K will be leaving her 3-year-old kinder world (after 2 years) and starting 4-year-old kinder next year. This has been a wonderful year for K to become her own person, away from her older sister. Yes, again, lots of social dynamics to negotiate. But away from the kinder, a lot of solo time to negotiate. In this she has really thrived. Isn’t self-starting imagination a brilliant thing to behold? “Dad, Little Yellow thought he could fly but then he remembered that his wings weren’t real.” “Dad, do you know what this is? It’s a car and this hairbrush is going for a drive.” A year has gone and our little girl has grown a LOT.
CJ continues to think & plan & dream & scheme here and consequently our house and our lives have never looked better. I feel sometimes as if I’m just along for the ride. That’s natural I guess, given that it takes me about 8 times longer than CJ to perform any single task/ enunciate any given thought. I’m sure there’s a tortoise and hare thing to say there but I can’t think of it just now.
Two of CJ’s mad-cap schemes to have come off this year were building our new front fence and laying a new front path. Gee they were good fun to build, and it feels good to look at them knowing we did it. Friends and family helped out a lot with tools and ideas and materials and hands-on assistance. That added to the whole positive experience. We shared the experience of digging fence post-holes & concreting the posts in place. We shared the fitting of emu wire & attachment of gates. We know where the bricks of our front path lay for the past 20 years. K even helped me paint the fence while nursing a broken arm. Building to the stock of good memories around our house.
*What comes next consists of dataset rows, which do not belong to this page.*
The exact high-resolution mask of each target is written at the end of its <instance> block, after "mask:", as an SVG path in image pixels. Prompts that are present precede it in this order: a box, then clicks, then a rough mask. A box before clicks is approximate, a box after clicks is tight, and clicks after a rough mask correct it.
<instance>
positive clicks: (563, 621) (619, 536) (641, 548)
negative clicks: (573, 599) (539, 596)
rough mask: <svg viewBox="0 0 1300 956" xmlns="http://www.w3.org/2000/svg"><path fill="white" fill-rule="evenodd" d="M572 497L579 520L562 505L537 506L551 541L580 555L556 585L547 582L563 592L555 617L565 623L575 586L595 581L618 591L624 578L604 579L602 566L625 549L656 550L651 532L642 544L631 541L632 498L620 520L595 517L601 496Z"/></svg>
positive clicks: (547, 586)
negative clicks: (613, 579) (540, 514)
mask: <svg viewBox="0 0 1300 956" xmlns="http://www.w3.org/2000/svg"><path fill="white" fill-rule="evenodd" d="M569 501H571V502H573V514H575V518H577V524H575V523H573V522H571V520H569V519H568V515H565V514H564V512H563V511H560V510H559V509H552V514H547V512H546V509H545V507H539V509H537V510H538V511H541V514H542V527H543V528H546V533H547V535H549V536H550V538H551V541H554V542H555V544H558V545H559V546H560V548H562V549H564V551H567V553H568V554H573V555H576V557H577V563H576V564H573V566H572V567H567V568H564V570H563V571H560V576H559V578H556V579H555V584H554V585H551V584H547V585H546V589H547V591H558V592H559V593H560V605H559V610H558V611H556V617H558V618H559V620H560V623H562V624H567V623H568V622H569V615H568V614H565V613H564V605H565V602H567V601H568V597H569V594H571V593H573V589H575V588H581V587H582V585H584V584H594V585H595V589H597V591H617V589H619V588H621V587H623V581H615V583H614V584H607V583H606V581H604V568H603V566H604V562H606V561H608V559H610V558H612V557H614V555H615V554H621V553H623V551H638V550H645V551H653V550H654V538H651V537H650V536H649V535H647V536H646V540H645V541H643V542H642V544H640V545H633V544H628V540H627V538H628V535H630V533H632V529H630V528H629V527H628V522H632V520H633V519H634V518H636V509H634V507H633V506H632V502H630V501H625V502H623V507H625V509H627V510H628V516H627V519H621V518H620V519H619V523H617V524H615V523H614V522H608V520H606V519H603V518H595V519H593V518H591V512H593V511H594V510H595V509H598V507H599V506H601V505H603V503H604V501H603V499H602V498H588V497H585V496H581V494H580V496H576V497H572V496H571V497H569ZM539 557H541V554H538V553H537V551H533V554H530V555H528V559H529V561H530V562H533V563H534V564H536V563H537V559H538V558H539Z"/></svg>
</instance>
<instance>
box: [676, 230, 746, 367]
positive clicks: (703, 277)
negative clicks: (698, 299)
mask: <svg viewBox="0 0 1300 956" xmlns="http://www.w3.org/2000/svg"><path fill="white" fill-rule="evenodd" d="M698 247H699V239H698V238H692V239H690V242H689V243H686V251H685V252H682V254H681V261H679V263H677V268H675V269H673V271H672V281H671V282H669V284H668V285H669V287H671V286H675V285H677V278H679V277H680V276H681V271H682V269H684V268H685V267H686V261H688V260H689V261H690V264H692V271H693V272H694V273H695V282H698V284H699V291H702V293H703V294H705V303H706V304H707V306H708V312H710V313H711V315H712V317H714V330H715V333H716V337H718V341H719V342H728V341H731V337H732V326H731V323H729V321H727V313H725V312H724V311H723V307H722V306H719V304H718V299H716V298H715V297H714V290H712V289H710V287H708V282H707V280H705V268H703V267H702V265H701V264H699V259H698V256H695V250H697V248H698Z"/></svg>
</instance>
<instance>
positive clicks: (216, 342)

Had some holidays back at school holiday time – a few days in Anglesea with mates and a few more days in a cabin at Apollo Bay. These days of wandering along a windswept, chilly beach, overcast skies and crappy swell, and having kids strip off their clothes and splash about in the water are special. Nothing magical or contrived there. Just a walk and a beach. And time, I guess. That is probably it. Giving it the time.
Not something I’m great at. I’ve gotta watch that. If ever I’m fretting, chances are it will be about the time. The time the kids are going to bed. The time it’s going to take us to brush teeth, hair and put shoes on before leaving for school. The time I have to reply to a massive document at work. The time it’s going to take to cook this particular tea right now. When I write it like this, I can see it’s all forecasting. Live in the moment, they say. (that’s nice, but we still have to get ready for school).
Hmm.
Work is ticking along OK for now. A couple of changes for the better – working in a team is helping me. I’ve had two trips to Perth in the past month and really enjoyed some time to relate with colleagues. I bang on a bit about that relating, I know.
And I’ll keep banging on.
I was saying the other day that I like relationships that go “beyond the superficial.”
Last week I again came across David Foster Wallace’s famous “this is water” speech that he gave. The one suggesting we take the time to look around us, as each of us have it inside of us, every day, many times a day, to DECIDE how to act. We have our default settings, sure, driven by culture, but we can do better. I was really glad I found that again. I believe it’s a ripper: http://www.guardian.co.uk/books/2008/sep/20/fiction
That’s a nice spot to finish. I recommend that piece very much. All the best to you & yours.
This is water.
cheerio, dave.
1 comment:
:) cheers dj, and merry christmas again. I just got married a month ago, and it's bloody brilliant :) living in sydney now, back from iceland, who knows what's about to happen next! Xoxo, tes.